Ada kasih seorang ibu yang bekerja diam-diam di balik panas jalan raya. Ada ketangguhan yang jarang dibicarakan dalam laporan pembangunan, tetapi nyata terlihat dari cara mereka menunggu pembeli sejak pagi hingga sore.
Perubahan Iklim dan Harapan Petani
Sekitar satu kilometer sebelum memasuki Desa Todo, kendaraan Terios yang membawa sebagian rombongan mengalami kemacetan. Tidak lama kemudian beberapa aparat desa datang menggunakan sepeda motor untuk menjemput kami agar kegiatan segera dimulai.

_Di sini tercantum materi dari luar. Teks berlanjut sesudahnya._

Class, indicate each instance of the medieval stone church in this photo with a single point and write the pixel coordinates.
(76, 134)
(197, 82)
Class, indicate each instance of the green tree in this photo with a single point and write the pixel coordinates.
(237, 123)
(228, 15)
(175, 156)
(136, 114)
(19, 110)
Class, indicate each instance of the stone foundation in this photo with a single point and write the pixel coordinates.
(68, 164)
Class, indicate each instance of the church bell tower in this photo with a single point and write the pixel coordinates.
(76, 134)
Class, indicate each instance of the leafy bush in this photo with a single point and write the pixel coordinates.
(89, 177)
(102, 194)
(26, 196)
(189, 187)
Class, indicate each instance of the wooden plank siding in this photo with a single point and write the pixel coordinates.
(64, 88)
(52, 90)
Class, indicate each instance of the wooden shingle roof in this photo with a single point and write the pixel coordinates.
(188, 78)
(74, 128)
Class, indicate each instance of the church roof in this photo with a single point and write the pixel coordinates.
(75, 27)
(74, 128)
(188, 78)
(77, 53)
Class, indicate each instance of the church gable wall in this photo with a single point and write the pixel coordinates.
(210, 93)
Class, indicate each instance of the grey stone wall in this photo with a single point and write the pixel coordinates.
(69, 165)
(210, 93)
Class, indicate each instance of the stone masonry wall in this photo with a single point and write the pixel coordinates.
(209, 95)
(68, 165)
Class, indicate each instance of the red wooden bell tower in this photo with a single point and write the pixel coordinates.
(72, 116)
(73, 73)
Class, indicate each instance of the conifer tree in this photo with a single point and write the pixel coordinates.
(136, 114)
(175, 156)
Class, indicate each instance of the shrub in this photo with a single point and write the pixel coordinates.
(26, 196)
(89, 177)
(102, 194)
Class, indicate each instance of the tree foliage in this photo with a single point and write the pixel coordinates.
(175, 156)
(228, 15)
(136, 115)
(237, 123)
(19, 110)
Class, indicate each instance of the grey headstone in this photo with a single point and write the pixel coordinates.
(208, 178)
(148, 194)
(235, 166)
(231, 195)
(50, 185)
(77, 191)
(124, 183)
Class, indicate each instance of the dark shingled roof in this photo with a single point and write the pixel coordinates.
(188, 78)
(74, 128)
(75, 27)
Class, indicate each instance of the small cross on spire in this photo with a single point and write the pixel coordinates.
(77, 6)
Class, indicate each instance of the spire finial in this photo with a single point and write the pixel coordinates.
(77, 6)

Setibanya di kantor desa, peserta ternyata sudah lama menunggu. Dalam kegiatan tersebut kami berdiskusi tentang perubahan iklim dan pemberdayaan masyarakat.

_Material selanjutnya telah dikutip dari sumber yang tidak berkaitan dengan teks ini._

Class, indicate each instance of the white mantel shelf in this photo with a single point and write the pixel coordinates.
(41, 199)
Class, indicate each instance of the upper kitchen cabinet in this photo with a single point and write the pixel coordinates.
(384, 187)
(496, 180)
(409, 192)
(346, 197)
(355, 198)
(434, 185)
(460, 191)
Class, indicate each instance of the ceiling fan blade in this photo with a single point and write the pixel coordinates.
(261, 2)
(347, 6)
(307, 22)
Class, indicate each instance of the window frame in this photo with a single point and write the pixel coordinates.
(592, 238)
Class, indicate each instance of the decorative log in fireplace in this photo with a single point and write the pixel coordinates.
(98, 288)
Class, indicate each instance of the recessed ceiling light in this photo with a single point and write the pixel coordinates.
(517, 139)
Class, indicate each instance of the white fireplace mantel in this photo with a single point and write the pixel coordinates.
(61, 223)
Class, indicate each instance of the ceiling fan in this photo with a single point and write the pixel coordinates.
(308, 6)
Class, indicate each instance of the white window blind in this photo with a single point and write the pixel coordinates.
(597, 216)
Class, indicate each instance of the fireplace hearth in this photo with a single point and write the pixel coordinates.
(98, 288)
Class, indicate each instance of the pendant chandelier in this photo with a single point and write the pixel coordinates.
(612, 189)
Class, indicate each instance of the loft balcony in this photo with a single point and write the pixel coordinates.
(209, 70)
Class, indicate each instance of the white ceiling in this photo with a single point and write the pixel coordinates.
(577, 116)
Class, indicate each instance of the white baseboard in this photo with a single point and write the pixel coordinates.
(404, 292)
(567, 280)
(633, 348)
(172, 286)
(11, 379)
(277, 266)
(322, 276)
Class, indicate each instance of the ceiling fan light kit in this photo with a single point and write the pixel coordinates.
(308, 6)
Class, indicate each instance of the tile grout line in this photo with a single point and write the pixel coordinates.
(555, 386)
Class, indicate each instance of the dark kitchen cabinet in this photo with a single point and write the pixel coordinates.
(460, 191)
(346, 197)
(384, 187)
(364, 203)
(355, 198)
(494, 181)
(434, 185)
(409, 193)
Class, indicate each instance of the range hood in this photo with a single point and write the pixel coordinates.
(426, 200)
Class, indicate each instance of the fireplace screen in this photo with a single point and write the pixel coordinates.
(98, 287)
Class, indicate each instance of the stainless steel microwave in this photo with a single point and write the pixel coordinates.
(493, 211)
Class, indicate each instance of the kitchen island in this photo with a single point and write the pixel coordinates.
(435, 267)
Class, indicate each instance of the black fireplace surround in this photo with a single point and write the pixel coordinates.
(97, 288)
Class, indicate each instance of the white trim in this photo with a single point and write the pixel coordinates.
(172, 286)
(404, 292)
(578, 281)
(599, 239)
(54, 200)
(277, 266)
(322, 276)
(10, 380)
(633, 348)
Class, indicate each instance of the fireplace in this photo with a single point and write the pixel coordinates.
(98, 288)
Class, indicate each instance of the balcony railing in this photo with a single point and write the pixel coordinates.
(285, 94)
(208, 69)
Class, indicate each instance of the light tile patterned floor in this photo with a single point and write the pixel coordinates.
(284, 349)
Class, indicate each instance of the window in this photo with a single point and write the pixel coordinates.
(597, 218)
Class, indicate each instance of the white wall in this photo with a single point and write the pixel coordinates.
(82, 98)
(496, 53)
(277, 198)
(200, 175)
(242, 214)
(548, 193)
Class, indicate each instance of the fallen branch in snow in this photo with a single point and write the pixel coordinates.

Perubahan iklim bagi masyarakat Manggarai bukan lagi sekadar istilah ilmiah. Dampaknya mulai dirasakan langsung melalui menurunnya debit air dan hasil pertanian. Data Badan Pusat Statistik (BPS) Manggarai menunjukkan produksi beras menurun sekitar 15,7 persen, sementara produksi sayuran turun antara 60 hingga 80 persen. Di sisi lain, hasil pengukuran PDAM Manggarai menunjukkan debit air menurun hingga 44 persen dalam beberapa tahun terakhir.

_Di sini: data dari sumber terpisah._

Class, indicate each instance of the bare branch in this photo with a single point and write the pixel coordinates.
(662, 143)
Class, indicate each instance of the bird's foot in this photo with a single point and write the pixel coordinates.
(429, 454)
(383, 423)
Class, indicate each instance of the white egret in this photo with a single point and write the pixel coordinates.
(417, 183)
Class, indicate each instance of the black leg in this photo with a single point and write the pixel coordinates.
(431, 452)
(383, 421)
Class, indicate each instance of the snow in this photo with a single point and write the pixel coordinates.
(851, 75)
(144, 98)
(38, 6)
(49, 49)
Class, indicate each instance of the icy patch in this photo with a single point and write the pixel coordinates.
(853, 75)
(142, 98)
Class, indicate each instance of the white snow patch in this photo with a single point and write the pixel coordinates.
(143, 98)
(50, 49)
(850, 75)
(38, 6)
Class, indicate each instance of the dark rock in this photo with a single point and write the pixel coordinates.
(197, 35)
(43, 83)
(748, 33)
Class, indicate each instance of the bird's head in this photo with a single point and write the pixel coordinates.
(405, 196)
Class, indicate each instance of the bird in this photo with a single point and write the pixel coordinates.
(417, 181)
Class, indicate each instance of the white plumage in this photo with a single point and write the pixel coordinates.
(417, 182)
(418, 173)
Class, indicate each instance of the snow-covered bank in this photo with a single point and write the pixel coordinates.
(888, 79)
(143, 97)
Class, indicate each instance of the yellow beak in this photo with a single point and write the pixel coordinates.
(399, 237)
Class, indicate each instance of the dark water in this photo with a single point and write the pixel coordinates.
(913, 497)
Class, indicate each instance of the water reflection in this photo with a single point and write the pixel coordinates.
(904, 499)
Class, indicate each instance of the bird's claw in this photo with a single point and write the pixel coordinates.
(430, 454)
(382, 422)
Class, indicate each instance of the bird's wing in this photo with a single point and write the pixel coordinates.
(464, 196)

Musim kini semakin sulit diprediksi. Kadang hujan turun terlalu panjang, sementara pada waktu lain kemarau berlangsung lebih lama dari biasanya.
Bersama Ayu Gandut dan Lisa, kami memperkenalkan pemanfaatan biochar atau arang hayati sebagai salah satu upaya adaptasi terhadap perubahan iklim. Biochar diperkenalkan sebagai media yang dapat membantu tanah menyimpan air dan unsur hara lebih lama sehingga tanaman lebih mampu bertahan saat cuaca ekstrem.
“Sekarang kita bisa merasakan sendiri musim yang mulai berubah. Air semakin sulit, hasil kebun menurun, dan masyarakat kecil yang paling dulu merasakan dampaknya,” saya menjelaskan kepada peserta.
Ayu dan Lisa kemudian menjelaskan bahwa biochar dibuat melalui proses pembakaran dengan kadar oksigen rendah agar kualitas karbon tetap baik untuk memperbaiki struktur tanah.